【潮目が変わった?】5年ぶりキャデラック国内発表!『リリック』登場で感じたラグジュアリーEV市場の新風
公開 : 2025.03.10 07:05 更新 : 2025.03.10 19:17
5年ぶりのキャデラック国内発表となる、『リリック』のジャパン・プレミアが行われました。会見には本社からグローバル担当の副社長も参加し、日本におけるブランドの重要性を強調しています。桃田健史による発表会レポートです。
日本におけるEV新時代を予感させる
これは単なる新車発表会ではない。
都内で3月7日に開催されたキャデラックの新型EV『リリック(LYRIQ)』のジャパン・プレミアは、日本におけるEV新時代を予感させる瞬間であった。

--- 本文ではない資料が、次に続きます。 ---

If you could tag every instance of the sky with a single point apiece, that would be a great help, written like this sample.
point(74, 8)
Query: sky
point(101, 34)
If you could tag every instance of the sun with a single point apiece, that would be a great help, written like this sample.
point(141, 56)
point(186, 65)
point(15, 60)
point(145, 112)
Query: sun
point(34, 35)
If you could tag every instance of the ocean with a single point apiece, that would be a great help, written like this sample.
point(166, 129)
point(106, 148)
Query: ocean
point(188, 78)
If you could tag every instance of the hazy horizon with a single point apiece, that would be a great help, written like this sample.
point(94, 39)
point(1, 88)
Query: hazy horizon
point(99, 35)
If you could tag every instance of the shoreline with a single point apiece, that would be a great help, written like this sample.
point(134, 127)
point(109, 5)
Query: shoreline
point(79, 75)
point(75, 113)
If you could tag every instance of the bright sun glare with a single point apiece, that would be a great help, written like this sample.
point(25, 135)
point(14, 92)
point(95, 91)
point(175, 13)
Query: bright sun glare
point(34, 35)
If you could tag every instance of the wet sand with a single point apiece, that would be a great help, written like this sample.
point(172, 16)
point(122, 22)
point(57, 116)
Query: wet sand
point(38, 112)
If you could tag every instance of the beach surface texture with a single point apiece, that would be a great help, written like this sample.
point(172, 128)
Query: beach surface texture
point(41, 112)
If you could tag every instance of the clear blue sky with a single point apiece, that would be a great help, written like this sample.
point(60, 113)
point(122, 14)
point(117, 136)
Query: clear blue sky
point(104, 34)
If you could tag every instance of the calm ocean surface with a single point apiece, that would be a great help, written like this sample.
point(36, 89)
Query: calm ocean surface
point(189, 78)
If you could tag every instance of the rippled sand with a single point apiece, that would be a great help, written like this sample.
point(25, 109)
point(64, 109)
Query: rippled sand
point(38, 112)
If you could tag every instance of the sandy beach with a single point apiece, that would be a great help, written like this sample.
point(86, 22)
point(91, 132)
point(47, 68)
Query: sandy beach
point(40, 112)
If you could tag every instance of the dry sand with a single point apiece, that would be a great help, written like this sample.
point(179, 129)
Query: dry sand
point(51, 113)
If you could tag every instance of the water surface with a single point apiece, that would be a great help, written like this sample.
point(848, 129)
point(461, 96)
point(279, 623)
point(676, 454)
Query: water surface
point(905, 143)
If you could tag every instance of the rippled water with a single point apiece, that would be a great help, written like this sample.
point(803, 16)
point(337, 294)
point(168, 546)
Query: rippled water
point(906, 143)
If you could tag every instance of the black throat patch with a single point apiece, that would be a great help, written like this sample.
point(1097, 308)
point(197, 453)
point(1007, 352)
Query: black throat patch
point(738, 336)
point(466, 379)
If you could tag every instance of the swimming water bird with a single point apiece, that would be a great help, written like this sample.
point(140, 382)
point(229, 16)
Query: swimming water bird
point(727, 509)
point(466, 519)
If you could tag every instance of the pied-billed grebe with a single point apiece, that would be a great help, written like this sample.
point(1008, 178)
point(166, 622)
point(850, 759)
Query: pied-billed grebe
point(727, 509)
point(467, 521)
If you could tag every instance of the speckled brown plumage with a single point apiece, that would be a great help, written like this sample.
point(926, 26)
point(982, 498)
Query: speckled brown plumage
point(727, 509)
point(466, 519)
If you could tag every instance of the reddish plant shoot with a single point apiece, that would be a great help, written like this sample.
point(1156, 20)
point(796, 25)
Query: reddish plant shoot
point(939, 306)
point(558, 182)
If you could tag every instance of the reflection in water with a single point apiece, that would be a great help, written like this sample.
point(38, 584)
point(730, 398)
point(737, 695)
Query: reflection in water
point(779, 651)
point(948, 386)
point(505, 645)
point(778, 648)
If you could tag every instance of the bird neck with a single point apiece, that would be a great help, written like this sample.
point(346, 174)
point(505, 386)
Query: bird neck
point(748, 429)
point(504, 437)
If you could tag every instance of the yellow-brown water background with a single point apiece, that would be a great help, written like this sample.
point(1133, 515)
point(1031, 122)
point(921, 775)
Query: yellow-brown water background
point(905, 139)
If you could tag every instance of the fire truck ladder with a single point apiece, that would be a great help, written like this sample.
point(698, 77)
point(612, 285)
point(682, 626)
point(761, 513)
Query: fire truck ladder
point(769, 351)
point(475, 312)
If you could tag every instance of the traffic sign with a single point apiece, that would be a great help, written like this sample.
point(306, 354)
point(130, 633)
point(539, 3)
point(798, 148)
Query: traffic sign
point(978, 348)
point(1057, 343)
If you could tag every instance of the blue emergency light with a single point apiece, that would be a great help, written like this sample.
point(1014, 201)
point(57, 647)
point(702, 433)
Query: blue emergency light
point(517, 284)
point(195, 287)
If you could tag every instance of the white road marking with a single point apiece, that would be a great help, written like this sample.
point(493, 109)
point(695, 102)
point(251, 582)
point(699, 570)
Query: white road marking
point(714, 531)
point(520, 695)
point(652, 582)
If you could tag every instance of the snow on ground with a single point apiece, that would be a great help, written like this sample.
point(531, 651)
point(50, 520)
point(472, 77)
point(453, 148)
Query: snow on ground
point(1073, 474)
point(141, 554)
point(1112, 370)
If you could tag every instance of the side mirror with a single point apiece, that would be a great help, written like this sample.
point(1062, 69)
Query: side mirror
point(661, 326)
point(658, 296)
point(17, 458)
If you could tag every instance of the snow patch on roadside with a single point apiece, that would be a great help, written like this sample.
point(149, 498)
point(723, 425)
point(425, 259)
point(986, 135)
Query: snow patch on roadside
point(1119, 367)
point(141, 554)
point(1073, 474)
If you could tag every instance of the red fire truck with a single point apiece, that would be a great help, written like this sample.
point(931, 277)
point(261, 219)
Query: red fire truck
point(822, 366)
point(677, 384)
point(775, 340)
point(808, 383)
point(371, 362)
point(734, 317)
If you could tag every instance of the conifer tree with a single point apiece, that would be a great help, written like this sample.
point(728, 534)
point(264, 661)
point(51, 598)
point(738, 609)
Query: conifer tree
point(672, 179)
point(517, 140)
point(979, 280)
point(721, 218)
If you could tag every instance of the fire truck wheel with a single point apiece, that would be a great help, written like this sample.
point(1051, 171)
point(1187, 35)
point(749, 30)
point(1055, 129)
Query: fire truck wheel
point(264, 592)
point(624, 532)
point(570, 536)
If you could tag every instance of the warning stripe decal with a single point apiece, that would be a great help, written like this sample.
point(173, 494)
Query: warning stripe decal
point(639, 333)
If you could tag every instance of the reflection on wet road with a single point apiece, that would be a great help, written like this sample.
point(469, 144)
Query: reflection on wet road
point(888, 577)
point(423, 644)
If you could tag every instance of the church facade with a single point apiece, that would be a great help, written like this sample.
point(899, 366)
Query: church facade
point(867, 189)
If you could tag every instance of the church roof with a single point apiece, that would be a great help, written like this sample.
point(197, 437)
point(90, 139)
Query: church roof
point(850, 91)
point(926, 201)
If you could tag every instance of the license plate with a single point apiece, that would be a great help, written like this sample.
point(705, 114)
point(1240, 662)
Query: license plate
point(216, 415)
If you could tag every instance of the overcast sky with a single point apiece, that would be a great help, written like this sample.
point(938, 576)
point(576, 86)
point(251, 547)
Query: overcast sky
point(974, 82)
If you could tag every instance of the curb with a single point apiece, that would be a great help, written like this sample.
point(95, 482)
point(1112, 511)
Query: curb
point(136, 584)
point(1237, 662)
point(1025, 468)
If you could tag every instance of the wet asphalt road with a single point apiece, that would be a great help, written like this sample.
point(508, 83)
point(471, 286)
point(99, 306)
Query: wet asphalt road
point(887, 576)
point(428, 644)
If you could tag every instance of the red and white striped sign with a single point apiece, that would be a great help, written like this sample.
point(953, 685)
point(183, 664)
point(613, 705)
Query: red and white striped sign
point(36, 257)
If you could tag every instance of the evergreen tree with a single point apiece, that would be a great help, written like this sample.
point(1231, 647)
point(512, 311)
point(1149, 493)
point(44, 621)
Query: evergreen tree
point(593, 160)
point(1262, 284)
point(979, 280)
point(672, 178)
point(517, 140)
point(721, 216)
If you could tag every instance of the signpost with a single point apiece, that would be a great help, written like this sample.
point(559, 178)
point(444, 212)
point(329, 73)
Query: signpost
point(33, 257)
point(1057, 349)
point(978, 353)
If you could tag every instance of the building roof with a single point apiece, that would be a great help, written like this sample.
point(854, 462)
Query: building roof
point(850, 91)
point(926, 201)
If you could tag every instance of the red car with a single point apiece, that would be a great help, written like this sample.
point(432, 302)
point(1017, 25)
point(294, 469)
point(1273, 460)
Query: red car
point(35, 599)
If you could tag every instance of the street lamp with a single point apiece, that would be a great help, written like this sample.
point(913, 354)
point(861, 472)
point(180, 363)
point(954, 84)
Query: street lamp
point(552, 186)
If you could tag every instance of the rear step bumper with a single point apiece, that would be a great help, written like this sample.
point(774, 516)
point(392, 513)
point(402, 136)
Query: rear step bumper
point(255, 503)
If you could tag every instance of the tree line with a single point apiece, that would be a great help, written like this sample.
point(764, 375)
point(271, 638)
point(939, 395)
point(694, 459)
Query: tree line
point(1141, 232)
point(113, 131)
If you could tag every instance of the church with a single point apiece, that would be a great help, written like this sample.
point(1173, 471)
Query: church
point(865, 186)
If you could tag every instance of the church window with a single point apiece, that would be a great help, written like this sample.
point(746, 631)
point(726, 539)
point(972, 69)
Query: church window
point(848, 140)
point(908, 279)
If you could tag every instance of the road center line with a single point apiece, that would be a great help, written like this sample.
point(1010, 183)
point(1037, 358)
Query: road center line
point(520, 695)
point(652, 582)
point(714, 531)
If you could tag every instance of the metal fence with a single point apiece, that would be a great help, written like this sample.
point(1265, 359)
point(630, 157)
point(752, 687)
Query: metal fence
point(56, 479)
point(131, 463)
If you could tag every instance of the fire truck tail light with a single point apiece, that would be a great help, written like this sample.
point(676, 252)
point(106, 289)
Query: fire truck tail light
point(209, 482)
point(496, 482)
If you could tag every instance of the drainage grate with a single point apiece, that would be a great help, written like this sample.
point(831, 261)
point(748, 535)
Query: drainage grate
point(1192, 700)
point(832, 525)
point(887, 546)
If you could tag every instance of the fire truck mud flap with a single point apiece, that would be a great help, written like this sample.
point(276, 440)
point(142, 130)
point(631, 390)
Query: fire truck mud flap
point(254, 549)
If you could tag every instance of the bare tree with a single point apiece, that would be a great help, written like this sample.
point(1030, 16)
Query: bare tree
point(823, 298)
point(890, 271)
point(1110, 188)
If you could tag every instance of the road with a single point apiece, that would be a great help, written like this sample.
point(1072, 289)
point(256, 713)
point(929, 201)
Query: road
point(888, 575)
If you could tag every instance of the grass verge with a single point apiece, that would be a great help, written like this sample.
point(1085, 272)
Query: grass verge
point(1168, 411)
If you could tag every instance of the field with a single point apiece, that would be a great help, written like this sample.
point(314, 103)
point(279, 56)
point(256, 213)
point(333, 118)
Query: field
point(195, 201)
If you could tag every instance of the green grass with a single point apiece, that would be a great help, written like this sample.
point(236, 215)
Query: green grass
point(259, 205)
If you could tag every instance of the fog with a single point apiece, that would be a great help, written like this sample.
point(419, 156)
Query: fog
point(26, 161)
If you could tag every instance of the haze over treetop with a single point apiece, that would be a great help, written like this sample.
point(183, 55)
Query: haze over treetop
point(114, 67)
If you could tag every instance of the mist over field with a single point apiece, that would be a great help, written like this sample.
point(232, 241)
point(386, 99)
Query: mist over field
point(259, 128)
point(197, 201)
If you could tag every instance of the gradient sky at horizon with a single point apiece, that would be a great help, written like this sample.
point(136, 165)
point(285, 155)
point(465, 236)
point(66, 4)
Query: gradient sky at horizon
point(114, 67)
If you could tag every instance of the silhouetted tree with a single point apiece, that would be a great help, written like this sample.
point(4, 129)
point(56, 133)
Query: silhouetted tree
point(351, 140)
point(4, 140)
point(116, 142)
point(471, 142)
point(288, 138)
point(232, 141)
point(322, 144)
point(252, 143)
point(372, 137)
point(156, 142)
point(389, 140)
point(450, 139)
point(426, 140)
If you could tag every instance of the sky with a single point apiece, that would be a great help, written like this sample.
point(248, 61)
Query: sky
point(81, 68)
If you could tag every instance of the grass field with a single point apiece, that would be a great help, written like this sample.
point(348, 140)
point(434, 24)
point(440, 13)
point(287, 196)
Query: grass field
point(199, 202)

決してリリックを過大評価するのではなく、ゼネラルモーターズ(以下、GM)が日本を含めたグローバルで展開するプレミアムEVにおけるブランド戦略が、EV市場全体に対するインパクトとしてとても大きいという意味だ。
実際、アメリカGM本社のホームページでは同日、『A new era for Cadillac in Japan (日本におけるキャデラックの新時代)』というタイトルで、日本におけるキャデラック・ブランドの事業方針が詳しく紹介されている。
会見には、アメリカGM本社からグローバル・キャデラック部門のジョン・ロス副社長も参加し、日本におけるキャデラック・ブランドの重要性を強調した。それによれば、2024年の実績でリリックは、アメリカ内で最多販売のラグジュアリーEVであるという。
また、過去18ヵ月間でキャデラックは、欧州ではフランス、ドイツ、スイス、スウェーデン、オーストリア、オセアニアではニュージーランドでEV販売を開始するなど、EV事業を急拡大。特に右ハンドルの対象国向け仕様を重要視しており、そうした大きな視点のなかで今回、日本での事業戦略発表となった。
GMによれば、キャデラックが日本で最初に販売されたのは、今から110年前の1915年(大正4年)。その後、日本人の多くが抱いてきた『キャデラック=アメリカンラグジュアリー』というイメージが今、進化しようとしている。
合計4車種の最新EVを日本市場で一気に投入
今回の発表会場には、2種類のキャデラックEVが展示された。メイン会場と屋外には、リリック。その他、屋内にはキャデラックEVラインアップではエントリーモデルである『オプティック(OPTIQ)』の姿があった。
今回、日本仕様の技術的な詳細や価格が公開されたのは、リリックのみ。ボディサイズは、全長4995mm、全幅1985mm、全高1640mm、ホイールベース3085mmだ。

デザインは『いかにもキャデラック』と感じさせる、独自性の強いラグジュアリーな雰囲気がある。コクピットは、右ハンドル仕様で再構築された。骨格はEV専用『アルティウム』で、日本仕様はRWD(リア駆動)ベースのAWD(四駆駆動)のみの設定となる。
最高出力は384kW、最大トルクは610Nm。バッテリー容量は95.7kWhで、満充電での航続距離は510km。日本を主体とする急速充電規格のCHAdeMO(チャデモ)に対応する。GMジャパンによれば、約1年をかけて全国各地のCHAdeMO方式・急速充電器に対して、アルティウム制御システムの正常作動を確認済みだという。
リリックの指定価格は税込1100万円で、2025年5月以降にデリバリーを開始する。現時点で販売目標数は公開されていない。
その後、2026年には今回展示されたオプティックのほか、アメリカでは『ベビー・エスカレード』とも称される3列シートの『ヴィスティック(VISTIQ)』、さらにハイパフォーマンスモデルの『リリックV』という、合計4車種の最新EVを日本市場で一気に投入する。
ただし、GMジャパンによれば、キャデラックは完全にEVシフトするのではなく、今後もエンジン車の供給を続けるという。